Probability – What Is the Probability That 4 Points Determine a Hemisphere?

pr.probabilitypuzzle

Given 4 points ( not all on the same plane ), what is the probability that a hemisphere exists that passes through all four of them ?

Best Answer

See J. G. Wendell, "A problem in geometric probability", Math. Scand. 11 (1962) 109-111. The probability that $N$ random points lie in some hemisphere of the unit sphere in $n$-space is

$$p_{n,N} = 2^{-N+1} \sum_{k=0}^{n-1} {N-1 \choose k}$$

and in particular you want

$$p_{3,4} = 2^{-3} \sum_{k=0}^2 {3 \choose k} = {7 \over 8}$$.

A second solution: A solution from The Annals of Mathematics, 2 (1886) 133-143 (available from jstor), specific to the (3,4) case, is as follows. First take three points at random, A, B, C; they are all in the same hemisphere and form a spherical triangle. Find the antipodal points to those three, A', B', C'. Now either the fourth point is in the same hemisphere as the first three or it is in the triangle A'B'C'. The average area of this triangle is one-eighth the surface of the sphere.

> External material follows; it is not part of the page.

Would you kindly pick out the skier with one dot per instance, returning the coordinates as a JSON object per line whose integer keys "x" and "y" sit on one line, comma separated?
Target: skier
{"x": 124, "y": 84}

This gets the right answer, but I'm not sure how I feel about it; why is the average area one-eighth the surface of the sphere? One can guess this from the fact that three great circles divide a sphere into eight spherical triangles, but that's hardly a proof. Generally this solution seems to assume more facility with spherical geometry than is common nowadays.